Monday, June 4, 2012

Obama's Kill List -- Why Drone Wars Are Dumb Wars




They say fortune favors the prepared. Lucky for us that CODEPINK co-founder Medea Benjamin did her homework last year and produced the comprehensive book Drone Warfare:Killing by Remote Control just in time for breaking news of President Obama's “kill list.”

Peace activists often wonder if they are voicing their concerns into an abyss of indifference. When robotic killers emerged as the U.S. empire's weapon of choice, its citizens didn't seem to give a hoot. If that's how the President chooses to wage war, it must be smart – right?

Benjamin carefully delineates each of several reasons why drone wars are dumb wars in a well-researched and up to the minute account: they kill civilians in large numbers, which manufactures enemies in the form of bereaved family and neighbors; they demolish due process by rendering extrajudicial killing normal, even as applied to U.S. citizens and even as applied to minors; they are tremendously expensive, with their use creating its own markets; and proliferation is galloping ahead with no real prospect for regulation.

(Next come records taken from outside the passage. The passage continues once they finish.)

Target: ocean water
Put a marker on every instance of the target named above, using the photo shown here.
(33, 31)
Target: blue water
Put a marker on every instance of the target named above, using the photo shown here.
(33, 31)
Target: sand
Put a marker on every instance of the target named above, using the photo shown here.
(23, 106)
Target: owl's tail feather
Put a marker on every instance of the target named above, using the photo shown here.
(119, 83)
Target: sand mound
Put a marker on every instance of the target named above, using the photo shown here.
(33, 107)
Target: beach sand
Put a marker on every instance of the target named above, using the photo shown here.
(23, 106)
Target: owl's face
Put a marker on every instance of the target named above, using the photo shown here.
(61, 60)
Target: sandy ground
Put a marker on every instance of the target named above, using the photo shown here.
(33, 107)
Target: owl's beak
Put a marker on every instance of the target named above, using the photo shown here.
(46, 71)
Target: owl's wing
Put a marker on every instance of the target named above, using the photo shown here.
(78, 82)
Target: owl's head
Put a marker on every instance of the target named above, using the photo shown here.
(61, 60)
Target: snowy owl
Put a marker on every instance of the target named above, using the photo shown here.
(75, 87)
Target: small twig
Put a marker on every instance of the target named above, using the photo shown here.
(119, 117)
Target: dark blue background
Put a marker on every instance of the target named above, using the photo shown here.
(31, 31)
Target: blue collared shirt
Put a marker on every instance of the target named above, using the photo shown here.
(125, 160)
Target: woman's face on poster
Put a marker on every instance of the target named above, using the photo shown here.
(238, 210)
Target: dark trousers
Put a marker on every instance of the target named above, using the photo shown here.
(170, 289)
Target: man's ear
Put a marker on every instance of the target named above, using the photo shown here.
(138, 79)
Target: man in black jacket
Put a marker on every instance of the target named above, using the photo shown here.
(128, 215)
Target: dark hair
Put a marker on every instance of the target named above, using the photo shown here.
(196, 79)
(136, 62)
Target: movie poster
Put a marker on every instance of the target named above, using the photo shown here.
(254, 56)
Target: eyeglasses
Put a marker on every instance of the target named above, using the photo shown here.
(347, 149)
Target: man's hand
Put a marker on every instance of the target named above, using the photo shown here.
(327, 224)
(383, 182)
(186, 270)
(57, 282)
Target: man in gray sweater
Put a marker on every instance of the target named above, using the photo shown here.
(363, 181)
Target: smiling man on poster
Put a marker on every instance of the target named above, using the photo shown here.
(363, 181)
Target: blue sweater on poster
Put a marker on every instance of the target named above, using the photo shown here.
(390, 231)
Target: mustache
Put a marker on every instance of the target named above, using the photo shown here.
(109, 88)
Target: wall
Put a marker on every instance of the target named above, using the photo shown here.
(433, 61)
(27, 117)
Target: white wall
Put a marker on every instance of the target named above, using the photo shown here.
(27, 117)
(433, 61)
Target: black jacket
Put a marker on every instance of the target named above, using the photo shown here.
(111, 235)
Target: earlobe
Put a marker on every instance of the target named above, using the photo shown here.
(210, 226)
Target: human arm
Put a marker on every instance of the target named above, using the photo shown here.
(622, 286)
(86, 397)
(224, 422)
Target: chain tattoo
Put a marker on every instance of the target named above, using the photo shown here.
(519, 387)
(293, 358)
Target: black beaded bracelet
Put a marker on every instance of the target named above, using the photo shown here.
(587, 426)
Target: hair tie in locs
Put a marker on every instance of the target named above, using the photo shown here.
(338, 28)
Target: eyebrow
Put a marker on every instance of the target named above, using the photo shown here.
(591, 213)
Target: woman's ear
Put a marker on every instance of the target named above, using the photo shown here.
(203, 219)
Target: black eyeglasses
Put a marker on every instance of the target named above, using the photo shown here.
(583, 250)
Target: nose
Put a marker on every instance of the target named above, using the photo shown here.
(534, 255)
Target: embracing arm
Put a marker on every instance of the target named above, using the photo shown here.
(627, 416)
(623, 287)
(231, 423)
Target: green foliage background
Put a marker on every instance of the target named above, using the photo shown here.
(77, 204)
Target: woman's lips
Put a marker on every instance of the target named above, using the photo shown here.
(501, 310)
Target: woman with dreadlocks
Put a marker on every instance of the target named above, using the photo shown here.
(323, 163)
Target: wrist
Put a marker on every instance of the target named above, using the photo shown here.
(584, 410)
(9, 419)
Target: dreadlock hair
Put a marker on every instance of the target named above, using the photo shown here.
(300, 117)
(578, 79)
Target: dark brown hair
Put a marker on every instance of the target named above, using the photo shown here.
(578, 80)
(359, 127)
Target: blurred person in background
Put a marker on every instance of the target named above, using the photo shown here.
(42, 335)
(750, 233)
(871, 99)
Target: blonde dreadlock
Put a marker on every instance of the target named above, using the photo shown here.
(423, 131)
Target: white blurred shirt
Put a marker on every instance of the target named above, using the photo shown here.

Since Drone Warfare's publication last month, mainstream media outlets have discovered the horrors of one man sitting in the highest office in the land poring over lists of names of alleged terrorists. The checks and balances written into the Constitution are nowhere in sight as the executive branch anoints itself judge, jury and executioner. Even those who persist in being enamored of the man currently inhabiting the Oval Office must feel their confidence falter when they consider that the power being abrogated goes with the office, not the person serving his term there. The New Yorker, the New York Times and The Nation are among those sounding the alarm.

Next on the horizon according to Bejamin's research will be not only unmanned but unflown drones, with no human operator involved once their pre-programming is complete. No longer will 19 year old joystick warriors or 35 year old re-tooled Air Force pilots hunch over screens in a trailer in the Nevada desert to pilot the Reapers, Hawks and Predators that generate huge profits for a handful of corporations. No longer will they consult with boots on the ground for the go-ahead to pull the trigger. Drones are on the way to becoming autonomous robotic killers who decide when they have spotted the right militant – or are those just shepherds? Mourners at a funeral? A mother running for cover with her baby?

At the end of the day it's hard to know whether to be more concerned about autonomous weaponized drones or the surveillance drones with creepy comic book names like Gorgon Stare that will soon be able to record high definition video of a globe's worth of human activity.

At the end of the book, there are rousing accounts of the many people worldwide who are raising their voices and demanding accountability for the use of remote control killing machines. Why not join in yourself?


Medea and other CODEPINK members in No Drones at the White House on June 1.

2 comments:

chrisrushlau said...
This comment has been removed by the author.
chrisrushlau said...

I had to correct a typo.
I needed a day or two to recover some sense of orientation after I stopped by the library's periodical section last Thursday and saw the May 7 (or so) Time magazine with excerpts from Peter Bergen's book about killing Osama bin Laden. I scanned for a discussion of why he was killed and didn't find it. The play-by-play simply said that, after a woman was shot in the leg for placing herself between him and the US soldiers, and without his making any defensive moves, he was "dispatched" with shots to head and chest. Next subject, please.
There is no secrecy here, no conjecture about what might be visible in satellite photos or inferred from "human intelligence".